In fact, on the subject of globesity, the article’s first sentences point out some depressing statistics: “In 2016, 39% of the global population aged 18 years or older was overweight and 13% was obese. Elevated BMI, a parameter of obesity, is a risk factor for NCD [non-communicable diseases], which include cardiovascular disease (CVD), cancer, respiratory diseases and diabetes. CVD alone cause 26.9 million deaths per year and all NCD combined cause 71% of the world annual deaths…”
Remember: as I pointed out earlier this week, there is no one truth and the article emphasizes that we simply do not yet know all the factors that are feeding (ugh..another inadvertent pun by Judy!) into the obesity epidemic. And when it comes to some of the most likely culprits, we don’t yet fully know any mechanisms of action. So what I’m about to report is a status update on some ongoing research…it is not THE answer.
To emphasize this point, I want to share with you a quote from the article that sums this sentiment up: “The development of the global obesity problem has triggered researchers worldwide to study the effects of human dietary and lifestyle patterns on energy balance and body weight trends…How and why this energy disbalance occurs so widespread and why this phenomenon seems so difficult to control or counteract is subject to research all over the world.” Scientists are working to figure it out but as yet, there are unfortunately, no definitive answers.
One of the likely culprits though appears to be the way in which food is commonly processed in the industrialized world: “The development of a so-called Western dietary pattern has been strongly related to the obesity problem and can be attributed to major worldwide changes in the agro-industrial systems. Since 1850, but especially after WWII, sucrose, high fructose corn syrup (HFCS) and vegetable oils are increasingly produced and consumed, strenuous milling and sieving of grains has led to highly refined four without fiber or germ…and the practice of feeding grain to cattle instead of grass provides us with meat with higher saturated fat contents than wild or pasture-fed animals could deliver.”
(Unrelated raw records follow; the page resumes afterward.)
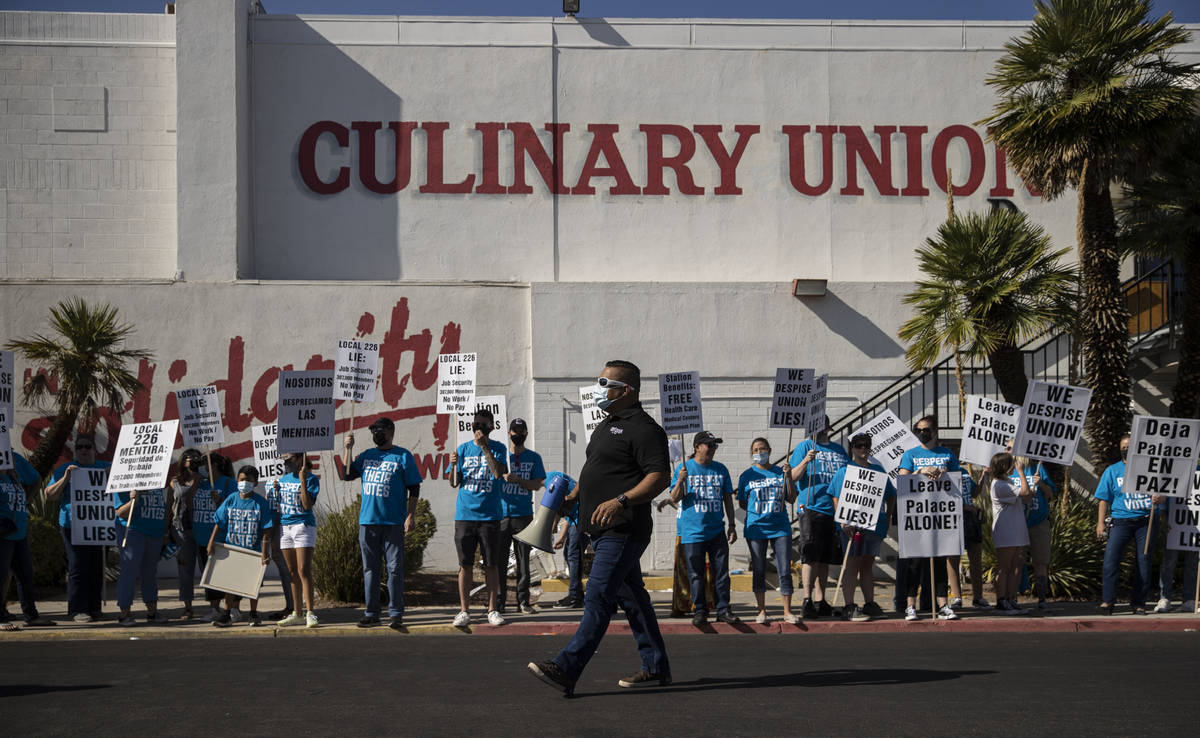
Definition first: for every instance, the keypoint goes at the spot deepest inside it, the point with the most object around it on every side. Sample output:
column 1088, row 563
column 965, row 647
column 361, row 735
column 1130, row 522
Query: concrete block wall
column 87, row 145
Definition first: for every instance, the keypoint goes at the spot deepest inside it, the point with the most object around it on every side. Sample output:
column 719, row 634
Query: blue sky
column 1186, row 11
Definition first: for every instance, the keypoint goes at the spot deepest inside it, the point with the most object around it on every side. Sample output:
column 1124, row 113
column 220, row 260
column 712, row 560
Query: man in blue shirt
column 526, row 477
column 477, row 469
column 385, row 515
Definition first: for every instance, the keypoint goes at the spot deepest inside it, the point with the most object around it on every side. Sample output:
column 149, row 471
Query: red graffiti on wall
column 407, row 361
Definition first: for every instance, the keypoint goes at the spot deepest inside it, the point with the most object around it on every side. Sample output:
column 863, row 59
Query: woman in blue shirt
column 765, row 492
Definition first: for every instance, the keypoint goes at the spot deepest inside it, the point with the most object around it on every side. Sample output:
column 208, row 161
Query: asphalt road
column 924, row 684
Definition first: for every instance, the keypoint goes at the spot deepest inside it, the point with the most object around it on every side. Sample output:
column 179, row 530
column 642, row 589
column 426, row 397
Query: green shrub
column 337, row 559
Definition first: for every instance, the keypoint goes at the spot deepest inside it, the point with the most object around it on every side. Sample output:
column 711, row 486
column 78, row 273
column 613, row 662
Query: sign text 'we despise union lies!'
column 327, row 163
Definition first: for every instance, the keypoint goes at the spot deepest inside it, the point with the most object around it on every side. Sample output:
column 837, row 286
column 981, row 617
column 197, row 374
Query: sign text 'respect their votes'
column 143, row 456
column 790, row 401
column 199, row 415
column 1162, row 456
column 929, row 514
column 679, row 402
column 306, row 412
column 990, row 424
column 1051, row 421
column 93, row 514
column 355, row 371
column 456, row 383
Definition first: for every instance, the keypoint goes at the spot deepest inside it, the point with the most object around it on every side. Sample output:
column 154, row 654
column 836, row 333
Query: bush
column 337, row 559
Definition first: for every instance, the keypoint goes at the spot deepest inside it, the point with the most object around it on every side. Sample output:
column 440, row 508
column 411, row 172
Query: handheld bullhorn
column 540, row 532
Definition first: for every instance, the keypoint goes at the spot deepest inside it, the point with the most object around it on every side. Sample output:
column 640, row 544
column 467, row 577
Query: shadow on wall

So what we know is that the way our food is prepared has radically changed in the last 150 years, especially in the last 70 years or so. And highly processed food is calorie dense and nutrient deficient, exposing us to markedly greater levels of unhealthy fats, sugar, salt – and increasing low amounts of fiber. And this shift entirely parallels the increase in obesity.
The authors emphasize what is now accepted as fact and what is still hypothesis or conjecture and I will let you know what’s what, as I hit the high points for you.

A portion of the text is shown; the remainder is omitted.